Plusieurs études récemment publiées laissent présager que la récession économique mondiale exercera un impact particulièrement prononcé sur le financement privé aux organismes de théâtre. Dans son rapport intitulé Impact de la récession mondiale sur l’économie créative du Canada en 2009, le Conference Board du Canada (CBC) prévoit que « la récession mondiale devrait affecter les revenus tirés de toutes les sources [de revenus], particulièrement des fonds de dotation. La faiblesse de l’économie et la chute abrupte des marchés boursiers devraient entraîner une réduction de près de 16 % de cette source de revenus. » De surcroît, c’est dans le secteur des arts de la scène que la réduction des revenus des fondations aura la plus grande incidence. Une conclusion similaire ressort du rapport L'Économie des arts en temps de crise, publié par la Chaire de gestion des arts du HEC Montréal. Cette enquête, à laquelle ont participé 259 organismes artistiques québécois, révèle que « ce sont principalement les revenus privés qui seront les plus touchés par la récession ». À l’instar du CBC, les auteurs constatent que la diminution des revenus des fondations et des fonds de dotation sera la plus prononcée pour les arts de la scène. Enfin, au niveau fédéral, Patrimoine canadien mentionne dans son rapport sur le rendement 2008-2009 que les postulants au volet Incitatifs aux fonds de dotation du Programme de consolidation des arts et du patrimoine canadiens ont noté une baisse de 25 % des dons provenant du secteur privé. Autant d’éléments qui indiquent que la contribution du secteur privé au financement des organismes de théâtre professionnel demeurera encore bien secondaire pour les années à venir, en dépit de l’intérêt marqué des gens d’affaires d’encourager le rayonnement artistique.

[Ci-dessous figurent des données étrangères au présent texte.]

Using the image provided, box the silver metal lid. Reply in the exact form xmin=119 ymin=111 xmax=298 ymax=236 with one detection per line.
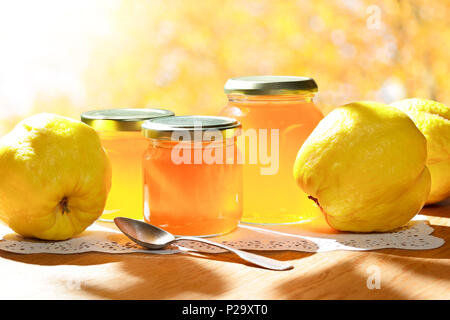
xmin=224 ymin=76 xmax=318 ymax=95
xmin=142 ymin=116 xmax=241 ymax=140
xmin=81 ymin=108 xmax=175 ymax=131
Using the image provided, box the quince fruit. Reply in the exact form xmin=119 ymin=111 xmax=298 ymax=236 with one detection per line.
xmin=294 ymin=102 xmax=431 ymax=232
xmin=0 ymin=113 xmax=111 ymax=240
xmin=391 ymin=98 xmax=450 ymax=204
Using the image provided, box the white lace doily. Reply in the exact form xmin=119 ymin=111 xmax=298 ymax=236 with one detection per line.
xmin=0 ymin=216 xmax=444 ymax=254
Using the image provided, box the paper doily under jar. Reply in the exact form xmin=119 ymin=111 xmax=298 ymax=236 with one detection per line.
xmin=0 ymin=216 xmax=444 ymax=254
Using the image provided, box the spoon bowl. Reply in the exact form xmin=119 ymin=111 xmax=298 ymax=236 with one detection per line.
xmin=114 ymin=217 xmax=293 ymax=270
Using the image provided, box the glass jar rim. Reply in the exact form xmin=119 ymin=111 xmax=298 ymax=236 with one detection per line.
xmin=142 ymin=115 xmax=241 ymax=141
xmin=81 ymin=108 xmax=175 ymax=131
xmin=224 ymin=76 xmax=318 ymax=95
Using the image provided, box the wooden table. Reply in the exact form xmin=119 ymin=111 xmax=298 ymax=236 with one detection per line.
xmin=0 ymin=201 xmax=450 ymax=299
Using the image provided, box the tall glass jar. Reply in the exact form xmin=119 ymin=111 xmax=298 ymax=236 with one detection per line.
xmin=81 ymin=109 xmax=174 ymax=221
xmin=221 ymin=76 xmax=323 ymax=224
xmin=142 ymin=116 xmax=242 ymax=236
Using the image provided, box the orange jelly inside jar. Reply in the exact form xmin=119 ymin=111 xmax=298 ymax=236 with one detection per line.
xmin=221 ymin=76 xmax=323 ymax=224
xmin=142 ymin=116 xmax=242 ymax=236
xmin=81 ymin=109 xmax=173 ymax=221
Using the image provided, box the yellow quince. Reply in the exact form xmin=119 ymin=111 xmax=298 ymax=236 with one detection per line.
xmin=294 ymin=102 xmax=431 ymax=232
xmin=0 ymin=113 xmax=111 ymax=240
xmin=391 ymin=98 xmax=450 ymax=203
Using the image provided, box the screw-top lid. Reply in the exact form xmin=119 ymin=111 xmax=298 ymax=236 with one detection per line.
xmin=224 ymin=76 xmax=317 ymax=95
xmin=81 ymin=108 xmax=175 ymax=131
xmin=142 ymin=116 xmax=241 ymax=140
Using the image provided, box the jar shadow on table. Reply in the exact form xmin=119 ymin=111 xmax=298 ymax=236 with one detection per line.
xmin=77 ymin=253 xmax=228 ymax=300
xmin=275 ymin=254 xmax=414 ymax=300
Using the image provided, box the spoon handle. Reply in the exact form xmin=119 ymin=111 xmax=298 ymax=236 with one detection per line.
xmin=173 ymin=236 xmax=293 ymax=270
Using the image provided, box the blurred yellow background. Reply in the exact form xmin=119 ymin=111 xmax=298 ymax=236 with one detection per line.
xmin=0 ymin=0 xmax=450 ymax=135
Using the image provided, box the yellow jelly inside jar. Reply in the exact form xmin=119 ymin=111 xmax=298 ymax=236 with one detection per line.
xmin=221 ymin=76 xmax=323 ymax=224
xmin=142 ymin=116 xmax=242 ymax=236
xmin=81 ymin=109 xmax=174 ymax=221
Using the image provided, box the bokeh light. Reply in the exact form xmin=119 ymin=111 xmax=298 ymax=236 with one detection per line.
xmin=0 ymin=0 xmax=450 ymax=135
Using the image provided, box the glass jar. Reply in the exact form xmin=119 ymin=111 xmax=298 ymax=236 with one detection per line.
xmin=221 ymin=76 xmax=323 ymax=224
xmin=142 ymin=116 xmax=242 ymax=236
xmin=81 ymin=109 xmax=174 ymax=221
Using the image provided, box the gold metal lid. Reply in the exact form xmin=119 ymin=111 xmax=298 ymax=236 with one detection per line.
xmin=142 ymin=116 xmax=241 ymax=141
xmin=224 ymin=76 xmax=318 ymax=95
xmin=81 ymin=108 xmax=175 ymax=131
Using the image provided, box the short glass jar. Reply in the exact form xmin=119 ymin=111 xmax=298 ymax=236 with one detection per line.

Alors que les fonds alloués aux conseils des arts stagnent depuis plusieurs années, ces données publiées sur la régression du financement privé laissent présager un avenir financier d’autant plus incertain aux organismes et artistes de théâtre professionnel. L’impact économique majeur du secteur culturel ne doit pas faire oublier que ce sont les artistes, auteurs et interprètes qui touchent la plus faible rémunération de ce secteur, avec un revenu annuel moyen de 24 400 $. En outre, cette rémunération ne distingue pas la part de revenu provenant uniquement d’une activité artistique de celle tirée d’un emploi exercé dans un autre domaine. En guise de comparaison, le revenu annuel moyen dans le secteur culturel est de 44 000 $ et celui pour l’ensemble des secteurs de la RMM s’élève à 48 547 $. Déjà vulnérables, les artistes sont durement touchés par la récession économique. Dès lors, n’est-il pas paradoxal que le cœur créatif de la culture œuvre dans la plus grande précarité financière, alors que la contribution du secteur culturel à l’économie n’a jamais été aussi grande ?



[1] La région métropolitaine de Montréal (RMM) comprend les villes de Montréal, de Laval, de Longueuil ainsi 79 municipalités environnantes. En outre, l’étude définit le secteur culturel par les disciplines et domaines suivants : les arts de la scène, les arts visuels, la création littéraire et l’édition, la musique et l’enregistrement sonore, le patrimoine, le cinéma et la télévision, la publicité, l’architecture, les jeux interactifs et le design. L’étude précise également que si le secteur culturel ne se limite pas qu’au domaine des arts, il en demeure la principale composante.